We couldn't leave the important people in that diminished status, so someone invented the mobile phone. Around we went (go) again. From the bulky car phones to the bulky portable phones to the now sleek cell phones; this new device has evolved into the new necessity. (Add on a Personal Digital Assistant that serves multi purposes and you have a mobile office from which you can never escape.)
No excuse for being out of touch. No excuse for not getting the work done. No right to private time. This may be what passes for progress now a days, but to me it seems more like slavery. Wasn't success for the top dog having no one interfere with his time? Wasn't importance in the workplace that the boss wasn't always checking up on what you were doing? Wasn't personal freedom being able to be alone when you wanted to be?
Sure, you can just turn the darn thing off, but that's almost rudeness in today's world, insubordination if you're on the time clock. If you turned it off, some people might think you weren't important enough to have to be in contact all the time. Of course there's always the argument that the cell phone allows ME to instigate contact with others. And, I can call AAA if I get a flat tire on the freeway. And, you never know when another 9/11 will occur and I have to keep in touch.
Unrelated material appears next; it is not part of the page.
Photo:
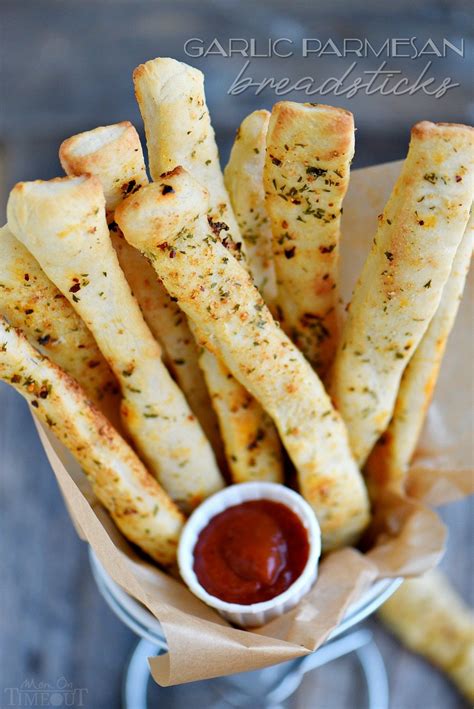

Speaking up for those cell-phone-less others, excuse me, I didn't know you were that important. I'm more reminded of the guy in the office with not much to do, who wanders the cubicles chatting with others trying to get some work done. How often does Joe, driving around town, feel the need to reach out and touch someone? You can't escape these people.
I think that was my cell phone tirade.
But cell phones are the biggest factor in many people not having any down time. Time in which to escape from the frantic pace of work or schedules. Time to have random private thoughts. Time to just unwind.
Time is the one thing everyone has the same amount of, 24 hours each and every day. But it's such a nebulous thing that most people don't think about it directly. However, we can control much of our time. How we use time can make the difference between feeling hassled or calm.
So, this week, between Christmas and New Years, try to think about time and how you use it. Do you really have to return those gifts tomorrow, or can that wait until after the rush is over? Do you really need to call Joe from the car to tell him about a special at Costco? And, most of all, what are you doing that you don't want or have to do?
Merry Christmas, have a good time.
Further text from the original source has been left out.